PITTSBURGH (AP) - A North Carolina man who called himself "Bullionaire" pleaded guilty in federal court on Thursday to mailing $5,200 in counterfeit $100 bills to Los Angeles after he received them from an alleged counterfeiter in Uganda.
PITTSBURGH (AP) — A North Carolina man who called himself "Bullionaire" pleaded guilty in federal court on Thursday to mailing $5,200 in counterfeit $100 bills to Los Angeles after he received them from an alleged counterfeiter in Uganda.
Robert Dent, 30, of Raeford, North Carolina, is being prosecuted in Pittsburgh because that's where some of the other bogus bills were passed.
Dent acknowledged working as a "re-shipper" of bogus bills printed in Uganda by 28-year-old Ryan Gustafson, authorities said. Gustafson, the son of Christian missionaries to Africa, is jailed on charges he used computers to print at least $1.4 million worth of high-quality counterfeit $20, $50 and $100 bills when he lived in Uganda.
Although Gustafson allegedly passed or distributed most of the phony money in Africa, federal prosecutors in Pittsburgh contend he shipped about $400,000 worth to the United States.
Dent must return to Pittsburgh for sentencing May 13 under federal guidelines that suggest he receive 3 1/2 years in prison.
"It was stupid," defense attorney Patrick Thomassey said after the guilty plea hearing. "It was a mistake to get involved in this thing."
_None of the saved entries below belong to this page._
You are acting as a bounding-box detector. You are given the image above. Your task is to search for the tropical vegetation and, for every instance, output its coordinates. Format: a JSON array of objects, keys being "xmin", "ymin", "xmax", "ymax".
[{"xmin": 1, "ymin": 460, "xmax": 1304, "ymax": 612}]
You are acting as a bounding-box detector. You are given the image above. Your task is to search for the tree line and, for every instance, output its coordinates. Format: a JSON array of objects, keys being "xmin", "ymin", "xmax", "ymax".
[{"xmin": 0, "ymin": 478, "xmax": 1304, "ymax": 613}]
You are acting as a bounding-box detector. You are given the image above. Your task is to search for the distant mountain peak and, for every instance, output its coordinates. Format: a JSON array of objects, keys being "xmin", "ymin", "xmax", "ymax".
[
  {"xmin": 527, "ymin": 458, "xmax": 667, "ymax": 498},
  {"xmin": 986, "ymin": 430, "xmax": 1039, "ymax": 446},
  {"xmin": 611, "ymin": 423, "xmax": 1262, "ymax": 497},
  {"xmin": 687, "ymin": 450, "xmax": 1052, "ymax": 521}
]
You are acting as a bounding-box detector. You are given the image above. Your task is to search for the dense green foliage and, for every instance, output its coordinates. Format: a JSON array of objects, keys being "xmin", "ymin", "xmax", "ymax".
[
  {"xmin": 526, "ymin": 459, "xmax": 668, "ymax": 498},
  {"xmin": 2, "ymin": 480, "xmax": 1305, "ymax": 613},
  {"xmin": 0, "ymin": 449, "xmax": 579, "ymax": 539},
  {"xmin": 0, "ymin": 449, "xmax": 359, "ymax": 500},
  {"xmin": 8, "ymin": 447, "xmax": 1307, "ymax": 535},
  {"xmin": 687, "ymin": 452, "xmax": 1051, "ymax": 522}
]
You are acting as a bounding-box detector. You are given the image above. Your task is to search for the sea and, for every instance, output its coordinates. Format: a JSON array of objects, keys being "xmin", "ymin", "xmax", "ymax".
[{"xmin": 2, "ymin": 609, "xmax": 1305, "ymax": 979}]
Assistant U.S. Attorney Shardul Desai told the judge that Dent and others met through Community X, an encrypted website Gustafson created. Eventually, that site morphed into Community X HQ — a site used by Gustafson's "inner circle," including Dent — and a separate "recruitment site" where Gustafson, Dent and others tried to enlist more people to pass the bogus currency, Desai said.
Dent, who called himself "Bullionaire" in Gustafson's cyberworld, shipped some of the bogus $100 bills from Fayetteville, North Carolina, in May 2014. Desai didn't specify the payment Dent received for doing so, but he has said "re-shippers" like Dent got a percentage of the money Gustafson made.
Re-shippers would mail the bills to other re-shippers — which was supposed to make their origin harder to trace — or directly to a customer who had wired Gustafson funds in the digital currency bitcoin to pay for the bogus bills, authorities said.
The scheme began to unravel when a Pittsburgh man who passed about $20,000 worth of the bogus bills was linked to a $100 bill he spent at a coffee shop. That man then identified Gustafson as the source of his cash, leading to charges against Gustafson and at least four other underlings, prosecutors said.
Gustafson has pleaded not guilty. Desai contends Gustafson remains a risk to flee to Uganda, where he has a young daughter with a woman Desai said is the granddaughter of the late brutal dictator Idi Amin.
Taban Amin, the dictator's son, last month denied that Gustafson's wife is his daughter in Ugandan press reports. Federal prosecutors in Pittsburgh are standing behind their claim.